I've got a question about backhoes. I'm new to the forum, so please feel free to tell me if I'm in the wrong place ... 

I've got an opportunity to purchase a CAT 420D with relatively low hours: *422*. The machine is an '02 model, but I don't know much more than that at this time. As I have a narrow window of opportunity here, I need to know what to look for when I inspect the unit.

I fully understand that smoke, knocking, hydraulic leaks, tire condition and the overall appearance of the machine are things to look for. But what about more technical factors like the pins and bushings? As I haven't operated a machine like his since childhood -- my Dad was a dairy farmer -- I feel like real rookie now. 

Can anyone explain how to test some of the more technical factors of a machine like this?
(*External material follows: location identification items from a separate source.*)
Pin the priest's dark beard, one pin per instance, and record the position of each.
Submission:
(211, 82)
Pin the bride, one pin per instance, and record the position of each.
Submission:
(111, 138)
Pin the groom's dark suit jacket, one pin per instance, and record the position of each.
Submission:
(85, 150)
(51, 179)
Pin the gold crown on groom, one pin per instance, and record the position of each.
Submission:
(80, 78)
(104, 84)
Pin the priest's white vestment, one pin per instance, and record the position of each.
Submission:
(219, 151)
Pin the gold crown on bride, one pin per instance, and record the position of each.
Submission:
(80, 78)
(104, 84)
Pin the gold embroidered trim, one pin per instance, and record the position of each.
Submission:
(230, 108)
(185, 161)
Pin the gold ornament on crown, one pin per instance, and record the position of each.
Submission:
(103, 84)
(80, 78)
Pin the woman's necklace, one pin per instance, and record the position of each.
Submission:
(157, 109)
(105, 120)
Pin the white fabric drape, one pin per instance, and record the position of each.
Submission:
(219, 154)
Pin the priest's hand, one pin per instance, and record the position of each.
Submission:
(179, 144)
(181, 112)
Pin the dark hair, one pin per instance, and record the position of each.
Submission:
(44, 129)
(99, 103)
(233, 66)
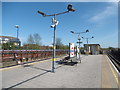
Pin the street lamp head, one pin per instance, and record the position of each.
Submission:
(70, 8)
(43, 14)
(17, 26)
(72, 31)
(87, 30)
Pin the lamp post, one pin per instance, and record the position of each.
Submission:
(55, 23)
(17, 27)
(87, 43)
(79, 39)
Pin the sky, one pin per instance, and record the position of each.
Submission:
(101, 18)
And by the way, I understand that operating a backhoe and working on one are two entirely different things, so feel free to school me as much as you care to ... I'm all eyes. 
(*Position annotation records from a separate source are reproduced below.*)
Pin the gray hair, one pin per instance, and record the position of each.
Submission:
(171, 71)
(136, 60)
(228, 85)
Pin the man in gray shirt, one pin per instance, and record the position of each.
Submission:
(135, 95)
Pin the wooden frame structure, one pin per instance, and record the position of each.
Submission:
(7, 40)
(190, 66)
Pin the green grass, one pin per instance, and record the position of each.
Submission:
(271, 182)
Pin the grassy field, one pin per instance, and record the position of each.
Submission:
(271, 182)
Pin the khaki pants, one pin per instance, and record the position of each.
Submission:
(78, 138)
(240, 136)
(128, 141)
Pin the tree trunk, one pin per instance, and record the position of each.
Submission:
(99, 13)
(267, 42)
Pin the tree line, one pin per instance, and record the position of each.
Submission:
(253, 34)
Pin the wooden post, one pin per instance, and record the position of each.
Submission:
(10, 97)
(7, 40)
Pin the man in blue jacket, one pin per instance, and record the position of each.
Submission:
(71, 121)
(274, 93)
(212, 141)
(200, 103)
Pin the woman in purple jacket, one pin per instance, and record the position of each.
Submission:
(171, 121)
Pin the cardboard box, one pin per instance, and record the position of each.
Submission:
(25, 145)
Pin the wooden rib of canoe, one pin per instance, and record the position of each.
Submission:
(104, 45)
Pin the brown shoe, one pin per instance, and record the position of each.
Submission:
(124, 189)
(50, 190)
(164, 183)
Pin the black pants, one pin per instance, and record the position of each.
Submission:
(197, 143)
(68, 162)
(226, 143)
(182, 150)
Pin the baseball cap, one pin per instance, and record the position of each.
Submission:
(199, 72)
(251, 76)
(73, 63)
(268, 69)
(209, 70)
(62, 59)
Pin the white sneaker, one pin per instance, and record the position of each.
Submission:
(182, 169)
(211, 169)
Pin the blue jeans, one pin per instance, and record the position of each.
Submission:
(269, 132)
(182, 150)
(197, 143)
Thanks very much for your words -- they are truly appreciated


----------



## powerjoke (Nov 13, 2004)

420d is it an it (integrated tool carrier) it'll have 2 bucket roll cylenders instead of one in the center, either way no prob just makes it worth a little more, is it extenda hoe, does it have pattern changer does it have 3rd function to front, 4X4, C/H/A,and whole bunch other crap,.....all this only makes a value differ.

Now to the Q'

just make sure all pins are tight by appliyng minor ground press. and looking for slop, make sure the torqu converter is ok by stalling the machine in low gear and with all 4tires on the ground shove into the pile and make sure the diff lock is applied and the tires should break traction about mid throttle, drive it down the road at full speed if poss. just to make sure front kingpins are o.k.. there is other things too but with 400hrs you don't have much to worry about,

i priced a 03 420d it 4X4 C/H/A ext.hoe pilot control with 1100hrs 2 rear buckets for $38,000

go to www.machinerytrader.com and do a detailed AUCTION results search, you can even enter the mach serial and if it was sold at auction it'll tell you who it sold to and how much$


----------